Amen - I’ve been bitten by this before - most especially by the cases where I’ve thought “yeah, I could index on some parameter and get O(1) rather than do an O(n) linear search for it…but there won’t be any cases where anyone’ll search on that parameter”. Yeah, WRONG! Learn that ‘this case will never happen’ is always a false statement…

When doing technical interviews I always make a point of asking a question centered around Big-O notation and algorithmic complexity.

Candidates claiming to be “senior” software engineers fail instantly if they know nothing about Big-O and related concepts…

Tables show 7/(6^n); I think you mean (7/6)^n.
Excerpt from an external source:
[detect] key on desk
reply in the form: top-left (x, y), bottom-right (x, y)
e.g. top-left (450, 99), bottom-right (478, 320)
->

To those saying that it’s OK to run a linear search if you “control n”, be very careful. Your linear search over 20 items might end up being executed 10,000 times in a loop (I’ve seen this), and some batch is now taking a full minute when it should be more like 5 seconds. The difference doesn’t have to be as dramatic as 1 second vs. 1 month for users to care.
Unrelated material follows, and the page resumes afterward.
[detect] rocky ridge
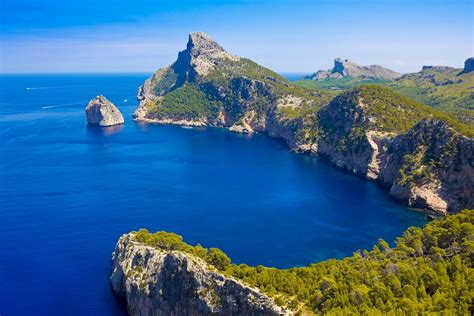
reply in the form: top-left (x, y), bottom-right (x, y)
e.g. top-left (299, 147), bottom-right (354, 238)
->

It’s really not that much harder to use a dictionary in C#. I don’t understand the complaints about adding all this complexity. In actual fact, the code for a dictionary is often cleaner, especially if there’s one specific field you usually use as an identifier.

Getting an item from a dictionary:

MyObject FindDictionaryItem(int objectID)
{
return dic[objectID]; // We’re done!
}

Getting an item from a list:

MyObject FindListItem(int objectID)
{
foreach (MyObject m in list)
{
if (m.ID == objectID)
{
return m;
}
}
throw new KeyNotFoundException();
}

I think most people would say that the dictionary version is actually much LESS complex.

The simpler answer is that if you do not test on full scale data before you release your application to the users, you are an idiot.

Testing on full scale data can be a real challenge. Data protection regulations in Europe say that you can’t use personal data for testing purposes, unless you get permission. If you’re dealing with data about millions of members of the public, for example on a government project, where are you going to get all that data from? You need to write a decent data generator early on, that can generate vast quantities of realistic data. Also, make sure your data generator doesn’t have any geometric-performance algorithms!